The context functions provide information about the current location in the tree and the navigation functions should be straightforward based on the previous discussion. Listing 12 shows an example of how to use the context and navigation functions to walk into and examine the tree:

Listing 12. Traversing a tree of vectors with a zipper
> (def vz (zip/vector-zip [:compare [:concat "a" "b"] "ab"]))
> (println (zip/node (zip/down vz)))
> (println (zip/rights (zip/down vz)))
([:concat a b] ab)
> (println (zip/node (zip/right (zip/down vz))))
[:concat a b]
> (println (zip/node (zip/down (zip/right (zip/down vz)))))

A zipper's enumeration functions allow you to traverse the entire tree in depth-first order, as shown in Figure 11. This traversal is interesting because it is iterative, not recursive, which is a key difference between zipper traversal and the prior clojure.walk implementation.

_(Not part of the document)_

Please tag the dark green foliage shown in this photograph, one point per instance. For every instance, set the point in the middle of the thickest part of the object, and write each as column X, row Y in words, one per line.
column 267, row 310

Figure 11. Iterative tree traversal with zippers
Traversing a tree with zippers.
Traversing a tree with zippers.

A tree visitor with zippers

Zipper enumeration and the zipper edit function give us the tools to build a zipper-based visitor, which consists of iterating the tree and executing a visitor function at each node. We can put these tools together as seen in Listing 13:

Listing 13. A zipper-based editor
(defn tree-edit [zipper matcher editor] (loop [loc zipper] (if (zip/end? loc) (zip/root loc) (if-let [matcher-result (matcher (zip/node loc))] (recur (zip/next (zip/edit loc (partial editor matcher-result)))) (recur (zip/next loc))))))

The tree-edit function takes a zipper structure, a matcher function, and an editor function. This function starts with the Clojure special form loop, which creates a target for the recur at the end of the function. In Clojure, loop/recur indicates tail recursion and does not consume stack frames like other recursive calls. The zip/next call iterates to the next node in a depth-first walk through the tree.

The iteration terminates when zip/end? returns true. At that time, zip/root will zip/up to the top of the tree, applying any changes along the way, and return the root node. In the non-termination case, the matcher function is applied to the current loc. If it matches, the node and the result of the matcher are passed to the editor function for possible modification and iteration continues from the modified node. Otherwise, iteration continues from the original node. The partial function partially applies a function with a subset of its arguments and returns a new one that takes fewer arguments. In this case, we partially apply editor so that edit receives a new function with the appropriate signature.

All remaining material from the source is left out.